Development of Debiasing Technique for Lung Nodule Chest X-ray Datasets to Generalize Deep Learning Models
Abstract
Screening programs for early lung cancer diagnosis are uncommon, primarily due to the challenge of reaching at-risk patients located in rural areas far from medical facilities. To overcome this obstacle, a comprehensive approach is needed that combines mobility, low cost, speed, accuracy, and privacy. One potential solution lies in combining the chest X-ray imaging mode with federated deep learning, ensuring that no single data source can bias the model adversely. This study presents a pre-processing pipeline designed to debias chest X-ray images, thereby enhancing internal classification and external generalization. The pipeline employs a pruning mechanism to train a deep learning model for nodule detection, utilizing the most informative images from a publicly available lung nodule X-ray dataset. Histogram equalization is used to remove systematic differences in image brightness and contrast.
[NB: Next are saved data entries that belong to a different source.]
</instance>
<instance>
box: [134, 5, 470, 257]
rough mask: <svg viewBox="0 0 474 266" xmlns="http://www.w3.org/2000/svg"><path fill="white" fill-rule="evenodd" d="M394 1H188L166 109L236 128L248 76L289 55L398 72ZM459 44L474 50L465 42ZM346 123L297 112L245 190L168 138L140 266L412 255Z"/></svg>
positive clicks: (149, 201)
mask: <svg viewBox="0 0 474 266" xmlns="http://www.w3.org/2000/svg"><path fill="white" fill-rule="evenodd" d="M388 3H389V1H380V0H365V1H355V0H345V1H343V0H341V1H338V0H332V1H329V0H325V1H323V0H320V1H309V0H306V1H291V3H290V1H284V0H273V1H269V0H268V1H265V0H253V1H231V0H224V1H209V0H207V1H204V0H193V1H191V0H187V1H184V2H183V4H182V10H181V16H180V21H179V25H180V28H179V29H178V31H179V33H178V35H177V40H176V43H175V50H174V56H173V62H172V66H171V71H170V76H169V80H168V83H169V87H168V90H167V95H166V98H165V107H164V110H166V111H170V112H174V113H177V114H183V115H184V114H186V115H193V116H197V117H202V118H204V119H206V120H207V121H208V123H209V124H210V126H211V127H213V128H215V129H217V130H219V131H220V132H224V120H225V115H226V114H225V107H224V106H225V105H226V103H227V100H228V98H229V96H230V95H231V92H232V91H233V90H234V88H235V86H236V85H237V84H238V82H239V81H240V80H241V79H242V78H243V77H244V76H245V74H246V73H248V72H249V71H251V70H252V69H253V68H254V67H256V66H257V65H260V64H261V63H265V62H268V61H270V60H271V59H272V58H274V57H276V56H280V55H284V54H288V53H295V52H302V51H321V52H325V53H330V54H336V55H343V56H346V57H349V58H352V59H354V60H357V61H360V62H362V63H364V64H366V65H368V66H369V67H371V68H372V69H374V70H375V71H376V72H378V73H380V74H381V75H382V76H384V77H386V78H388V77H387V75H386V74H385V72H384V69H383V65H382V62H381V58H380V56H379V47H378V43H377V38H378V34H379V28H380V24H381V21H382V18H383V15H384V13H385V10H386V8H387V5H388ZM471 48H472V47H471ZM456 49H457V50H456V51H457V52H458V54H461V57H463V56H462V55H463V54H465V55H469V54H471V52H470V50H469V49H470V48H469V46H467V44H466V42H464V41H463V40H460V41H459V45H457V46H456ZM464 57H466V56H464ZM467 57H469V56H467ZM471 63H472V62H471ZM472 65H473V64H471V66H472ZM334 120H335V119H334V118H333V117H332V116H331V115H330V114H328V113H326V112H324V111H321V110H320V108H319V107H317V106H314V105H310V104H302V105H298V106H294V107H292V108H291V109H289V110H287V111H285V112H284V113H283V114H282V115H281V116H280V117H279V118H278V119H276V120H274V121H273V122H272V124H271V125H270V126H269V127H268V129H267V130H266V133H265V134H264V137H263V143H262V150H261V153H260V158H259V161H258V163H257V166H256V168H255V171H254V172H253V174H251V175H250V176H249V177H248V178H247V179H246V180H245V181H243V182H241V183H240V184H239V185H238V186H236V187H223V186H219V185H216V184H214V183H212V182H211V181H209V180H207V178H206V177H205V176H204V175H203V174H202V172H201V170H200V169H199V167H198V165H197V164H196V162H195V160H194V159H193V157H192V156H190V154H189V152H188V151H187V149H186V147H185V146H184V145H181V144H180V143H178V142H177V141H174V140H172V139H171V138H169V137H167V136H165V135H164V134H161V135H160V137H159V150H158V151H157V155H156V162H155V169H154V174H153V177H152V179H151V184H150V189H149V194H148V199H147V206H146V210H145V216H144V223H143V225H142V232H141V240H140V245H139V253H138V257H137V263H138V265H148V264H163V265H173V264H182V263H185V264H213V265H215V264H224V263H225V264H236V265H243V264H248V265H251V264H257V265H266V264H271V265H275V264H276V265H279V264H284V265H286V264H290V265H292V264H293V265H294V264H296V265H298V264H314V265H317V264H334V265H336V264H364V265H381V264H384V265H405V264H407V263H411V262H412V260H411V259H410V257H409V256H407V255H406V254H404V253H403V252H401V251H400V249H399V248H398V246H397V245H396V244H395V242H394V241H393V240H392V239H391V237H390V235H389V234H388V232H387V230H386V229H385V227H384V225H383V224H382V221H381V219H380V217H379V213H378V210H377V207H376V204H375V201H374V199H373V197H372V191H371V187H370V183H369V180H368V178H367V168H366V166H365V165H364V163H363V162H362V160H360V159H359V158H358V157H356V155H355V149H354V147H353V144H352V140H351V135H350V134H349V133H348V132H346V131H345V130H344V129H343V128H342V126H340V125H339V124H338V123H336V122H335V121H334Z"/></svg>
Model training is then performed using combinations of lung field segmentation, close cropping, and rib/bone suppression. The resulting deep learning models, generated through this pre-processing pipeline, demonstrate successful generalization on an independent lung nodule dataset. By eliminating confounding variables in chest X-ray images and suppressing signal noise from the bone structures, the proposed deep learning lung nodule detection algorithm achieves an external generalization accuracy of 89%. This approach paves the way for the development of a low-cost and accessible deep learning-based clinical system for lung cancer screening.